Preferred: a no-root, in-process tunnel. UserspaceRsdTunnel brings the tunnel up inside your own process over a pure-Python network stack — no sudo and no separate tunneld daemon. It is a closeable async context manager that yields a connected RemoteServiceDiscoveryService:

from pymobiledevice3.remote.userspace_tunnel import UserspaceRsdTunnel


async def main():
    # serial=None -> first USB device; autopair pairs on the fly if needed
    async with UserspaceRsdTunnel(serial=None, autopair=True) as rsd:
        print(rsd.product_version)
        # `rsd` now drives any developer service / DvtProvider

It also exposes an explicit aopen() / aclose() handle if you can't use a context manager. Caveats: one tunnel per process, and the device address is reachable only from this process — don't hand it to external tools such as lldb.

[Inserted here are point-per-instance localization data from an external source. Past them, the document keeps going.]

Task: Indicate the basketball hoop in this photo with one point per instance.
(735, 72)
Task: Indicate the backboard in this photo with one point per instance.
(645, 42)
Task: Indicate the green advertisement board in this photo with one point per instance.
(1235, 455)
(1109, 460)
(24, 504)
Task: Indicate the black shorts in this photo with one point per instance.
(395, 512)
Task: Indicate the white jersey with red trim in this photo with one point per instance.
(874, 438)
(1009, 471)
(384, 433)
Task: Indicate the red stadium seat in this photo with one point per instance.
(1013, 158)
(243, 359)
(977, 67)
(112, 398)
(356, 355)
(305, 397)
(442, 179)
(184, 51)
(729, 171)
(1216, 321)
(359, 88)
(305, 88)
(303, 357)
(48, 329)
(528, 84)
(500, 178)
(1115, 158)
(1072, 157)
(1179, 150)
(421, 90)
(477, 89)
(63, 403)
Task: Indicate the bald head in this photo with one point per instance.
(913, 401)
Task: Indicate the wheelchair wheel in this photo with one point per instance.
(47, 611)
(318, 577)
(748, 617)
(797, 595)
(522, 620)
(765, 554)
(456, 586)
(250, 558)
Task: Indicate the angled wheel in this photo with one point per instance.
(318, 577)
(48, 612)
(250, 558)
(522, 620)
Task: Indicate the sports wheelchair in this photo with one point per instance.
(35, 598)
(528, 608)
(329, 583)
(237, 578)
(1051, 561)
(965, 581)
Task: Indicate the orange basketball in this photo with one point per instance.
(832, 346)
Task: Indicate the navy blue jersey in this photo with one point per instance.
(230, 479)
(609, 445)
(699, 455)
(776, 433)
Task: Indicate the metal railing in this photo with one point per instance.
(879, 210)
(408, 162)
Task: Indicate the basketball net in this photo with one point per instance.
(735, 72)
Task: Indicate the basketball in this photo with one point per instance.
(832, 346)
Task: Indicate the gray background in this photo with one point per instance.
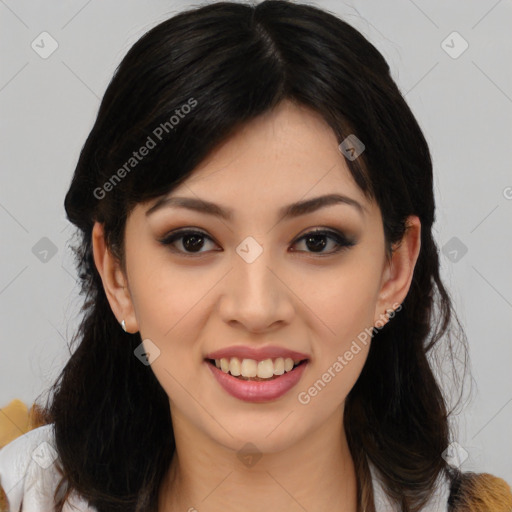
(463, 103)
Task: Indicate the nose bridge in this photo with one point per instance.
(255, 295)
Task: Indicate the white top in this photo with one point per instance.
(29, 478)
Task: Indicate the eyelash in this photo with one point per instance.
(342, 241)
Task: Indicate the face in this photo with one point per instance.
(261, 285)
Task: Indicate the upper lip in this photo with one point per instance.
(258, 354)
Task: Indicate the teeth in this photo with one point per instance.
(265, 369)
(250, 368)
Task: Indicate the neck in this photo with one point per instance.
(314, 474)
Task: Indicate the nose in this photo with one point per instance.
(256, 296)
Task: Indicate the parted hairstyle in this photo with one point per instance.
(182, 89)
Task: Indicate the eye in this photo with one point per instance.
(316, 241)
(190, 242)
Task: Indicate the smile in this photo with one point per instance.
(251, 369)
(257, 381)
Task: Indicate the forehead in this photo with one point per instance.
(284, 155)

The CLI's --userspace flag uses the same machinery through the convenience wrapper establish_userspace_rsd(), which opens the tunnel and keeps it alive for the process lifetime (handy for scripts; embedders should prefer UserspaceRsdTunnel for explicit teardown):

from pymobiledevice3.remote.userspace_tunnel import establish_userspace_rsd

rsd = await establish_userspace_rsd()  # connected RemoteServiceDiscoveryService

Alternative: reuse a running tunneld. If a privileged tunneld is already running, discover its published tunnels instead:

from pymobiledevice3.tunneld.api import get_tunneld_devices


async def main():
    rsds = await get_tunneld_devices()
    try:
        rsd = rsds[0]
        print(rsd.udid, rsd.product_version)
    finally:
        for rsd in rsds:
            await rsd.close()

You can also wrap an explicit address with RemoteServiceDiscoveryService((host, port)) and use it as an async context manager. See iOS 17+ tunnels for how the tunnel is established.

2. The service pattern

Every service subclasses LockdownService, takes a service provider, and is an async context manager. Once you have that pattern, all services work the same way:

from pymobiledevice3.lockdown import create_using_usbmux
from pymobiledevice3.services.os_trace import OsTraceService


async def main():
    async with await create_using_usbmux() as lockdown:
        async for entry in OsTraceService(lockdown=lockdown).syslog():
            print(entry.pid, entry.image_name, entry.message)

3. Worked examples

Stream syslog

from pymobiledevice3.services.os_trace import OsTraceService

async for entry in OsTraceService(lockdown=lockdown).syslog():
    print(f"[{entry.level.name}] {entry.image_name}: {entry.message}")

List installed apps

from pymobiledevice3.services.installation_proxy import InstallationProxyService

apps = await InstallationProxyService(lockdown=lockdown).get_apps()
for bundle_id, info in apps.items():
    print(bundle_id, info.get("CFBundleShortVersionString"))

Browse files over AFC

from pymobiledevice3.services.afc import AfcService

afc = AfcService(lockdown=lockdown)
print(await afc.listdir("/"))

Run a DVT (developer) service

DVT services go through a DvtProvider, which needs a tunnel-backed service provider on iOS 17+:

from pymobiledevice3.services.dvt.instruments.dvt_provider import DvtProvider
from pymobiledevice3.services.dvt.instruments.process_control import ProcessControl

# `rsd` is a tunnel-backed service provider (see "Connect to a device" above)
async with DvtProvider(rsd) as dvt:
    process_control = ProcessControl(dvt)
    pid = await process_control.launch("com.apple.mobilesafari")
    print("launched pid", pid)

4. Finding the right service

There are ~30 services under pymobiledevice3/services/. A few common ones:

Task Class Module
Syslog / oslog / process list OsTraceService services.os_trace
App install / list / uninstall InstallationProxyService services.installation_proxy
File access (media / app containers) AfcService services.afc
Diagnostics, reboot, IORegistry DiagnosticsService services.diagnostics
SpringBoard icons / wallpaper / orientation SpringBoardServicesService services.springboard
Crash reports CrashReportsManager services.crash_reports
Mount the Developer Disk Image MobileImageMounterService services.mobile_image_mounter
DVT instruments (iOS 17+ via tunnel) DvtProvider services.dvt.instruments.dvt_provider

For the full surface, see the API reference and the Writing CLI commands guide, which shows how the CLI wires service providers into commands.